Currently I simplify the API and type conversion issues by representing all values as Strings, but would be keen to know if a more flexible typing would be required/useful or there are other use-cases that such a package should accommodate.


Thank you all for the feedback!

@jwoLondon, I had not seen Tidy, but yes that is very close to what I was imagining! And at first glance the API design is pretty close to what I imagined for the list of dicts implementation I mentioned. Per your question about more flexible typing, one thing I was considering for an implementation like that would be to use something similar to what pyspark uses for their dataframe implementation. They expose a set of standard functions for referring to columns and manipulating them. I would imagine having a Field union type to describe the different types the fields could have, with an UndefinedField type for when the wrong types are used in a calculation. For example

-- A wrapped scalar value. Like a "cell"
type Field
  = IntField Int
  | StringField String 
  | UndefinedField 

-- Rows map strings (column names) to fields. DataFrames are a list of rows
type alias Row = Dict String Field
type alias DataFrame = List Row

-- Calcs are functions that return a field from a given row
type alias Calc = Row -> Field

-- Simplest calc, col, pulls the field value by name from a row
col : String -> Calc
col name row = 
  Dict.get name row
    |> Maybe.withDefault UndefinedField

-- Add takes two other calcs, and if they are ints, adds the results. 
-- Otherwise Undefined
add : Calc -> Calc -> Calc
add x y row = 
    xField = x row
    yField = y row
    case ( xField, yField ) of
      ( IntField xInt, IntField yInt ) ->
        IntField ( xInt + yInt )
    _ ->

-- For each row, apply the calc, and assign to `name`
mapCol : Calc -> String -> DataFrame -> DataFrame
mapCol calc name df = (\row -> Dict.insert name (calc row) row) df


-- Add the x and y columns and assign to z
  |> mapCol ( add ( col "x" ) ( col "y" ) ) "z"
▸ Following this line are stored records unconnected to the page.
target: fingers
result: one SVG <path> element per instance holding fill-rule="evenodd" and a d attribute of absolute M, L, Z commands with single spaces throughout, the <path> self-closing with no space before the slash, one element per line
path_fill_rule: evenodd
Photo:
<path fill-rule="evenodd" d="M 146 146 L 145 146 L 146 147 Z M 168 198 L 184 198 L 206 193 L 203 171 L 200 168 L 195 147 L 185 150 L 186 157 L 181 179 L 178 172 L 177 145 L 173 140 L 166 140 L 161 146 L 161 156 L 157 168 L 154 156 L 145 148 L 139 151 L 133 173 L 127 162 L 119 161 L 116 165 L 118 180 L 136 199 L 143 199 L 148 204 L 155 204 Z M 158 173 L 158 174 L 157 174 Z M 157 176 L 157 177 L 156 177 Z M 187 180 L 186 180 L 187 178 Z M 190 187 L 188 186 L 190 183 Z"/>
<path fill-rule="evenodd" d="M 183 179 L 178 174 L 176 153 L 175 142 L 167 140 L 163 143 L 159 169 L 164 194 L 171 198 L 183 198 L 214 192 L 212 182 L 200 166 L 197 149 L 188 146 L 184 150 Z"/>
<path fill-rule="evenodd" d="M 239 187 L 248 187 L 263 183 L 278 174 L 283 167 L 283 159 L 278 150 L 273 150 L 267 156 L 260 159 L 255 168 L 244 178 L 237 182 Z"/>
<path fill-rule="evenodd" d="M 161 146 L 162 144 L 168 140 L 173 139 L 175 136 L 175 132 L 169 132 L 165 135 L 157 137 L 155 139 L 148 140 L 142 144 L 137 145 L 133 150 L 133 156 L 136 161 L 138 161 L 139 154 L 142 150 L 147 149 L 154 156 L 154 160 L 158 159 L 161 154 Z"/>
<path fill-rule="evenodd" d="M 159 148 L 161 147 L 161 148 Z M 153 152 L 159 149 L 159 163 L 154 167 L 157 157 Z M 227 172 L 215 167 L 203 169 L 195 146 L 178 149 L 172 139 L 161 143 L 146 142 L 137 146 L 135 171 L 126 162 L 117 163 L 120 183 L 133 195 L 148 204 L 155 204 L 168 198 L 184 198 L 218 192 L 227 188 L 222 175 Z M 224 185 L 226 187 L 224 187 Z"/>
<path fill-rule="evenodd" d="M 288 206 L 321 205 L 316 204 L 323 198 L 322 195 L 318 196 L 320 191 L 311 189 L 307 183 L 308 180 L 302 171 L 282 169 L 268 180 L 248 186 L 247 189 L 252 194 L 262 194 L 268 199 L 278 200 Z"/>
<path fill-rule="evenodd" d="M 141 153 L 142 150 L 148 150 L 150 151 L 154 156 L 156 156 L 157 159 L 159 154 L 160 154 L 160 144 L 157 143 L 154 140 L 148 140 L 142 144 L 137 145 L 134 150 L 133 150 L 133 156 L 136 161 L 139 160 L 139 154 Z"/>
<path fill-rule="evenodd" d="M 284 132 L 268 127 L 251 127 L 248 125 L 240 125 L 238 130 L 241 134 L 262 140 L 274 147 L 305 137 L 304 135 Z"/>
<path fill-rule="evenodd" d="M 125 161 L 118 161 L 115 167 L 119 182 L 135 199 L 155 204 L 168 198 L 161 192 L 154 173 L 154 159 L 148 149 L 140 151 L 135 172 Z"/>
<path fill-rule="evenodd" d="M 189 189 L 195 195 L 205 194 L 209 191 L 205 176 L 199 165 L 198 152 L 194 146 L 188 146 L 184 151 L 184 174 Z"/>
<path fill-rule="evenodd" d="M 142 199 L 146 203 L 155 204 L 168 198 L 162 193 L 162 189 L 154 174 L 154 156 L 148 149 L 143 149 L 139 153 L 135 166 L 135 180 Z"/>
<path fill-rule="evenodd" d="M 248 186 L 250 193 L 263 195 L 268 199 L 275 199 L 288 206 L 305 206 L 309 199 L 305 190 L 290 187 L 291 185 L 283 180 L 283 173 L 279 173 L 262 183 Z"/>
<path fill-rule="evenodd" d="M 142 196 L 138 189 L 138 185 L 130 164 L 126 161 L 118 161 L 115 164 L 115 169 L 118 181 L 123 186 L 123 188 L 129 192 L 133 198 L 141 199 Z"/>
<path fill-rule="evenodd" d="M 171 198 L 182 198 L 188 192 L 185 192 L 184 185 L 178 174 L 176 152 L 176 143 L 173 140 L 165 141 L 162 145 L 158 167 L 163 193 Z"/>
If the x and y columns are both int’s, then z is an int, otherwise it is undefined.

Things like the add functions would mostly be for inline math to make the code more expressive and concise, but if you needed something more complex all the ingredients to define a user defined functions would be exposed in the same style as the add function.

@evancz, I like that approach! That’s similar to what my comment on a ‘linked list of records’ was going for, but it’s more concrete and I can see how that could be recursively defined for lookup, since if you have multiple nestings this is just a binary tree! :slight_smile:

There still is some discussion / thought to be had I think around if records or dicts are a better model from an API design perspective (records are more explicit and familiar, but probably require some more boilerplate when being modified since fields cant be iterated over or referred to by string name). But I’m glad to see that it’s actually a matter of design tradeoffs, and not that the choice is pre-made due to something like joins being impossible.

As a small aside, are there non-dependent type systems that allow you to express a join the “natural way”? That is

joinOn : 
  ({fn | ?x : val} -> val) -> 
  List { a | ?x : val } -> 
  List { b | ?x : val } -> 
  List { a ∪ b }

this would require I suppose three orthogonal features:

  1. ?x, a way to assert that all the records share the same field, but the code is generic as to which field.
  2. { a ∪ b }, a way to merge records.
  3. I suppose the signature above would need the fn type variable to be existentially quantified…, as it would be applied to records of different types. I suppose one could easily fix that with passing the function twice in this case.

Are there languages that implement 1 and/or 2 (I’m mostly interested in languages without dependent typing, as there one can probably implement this quite easily).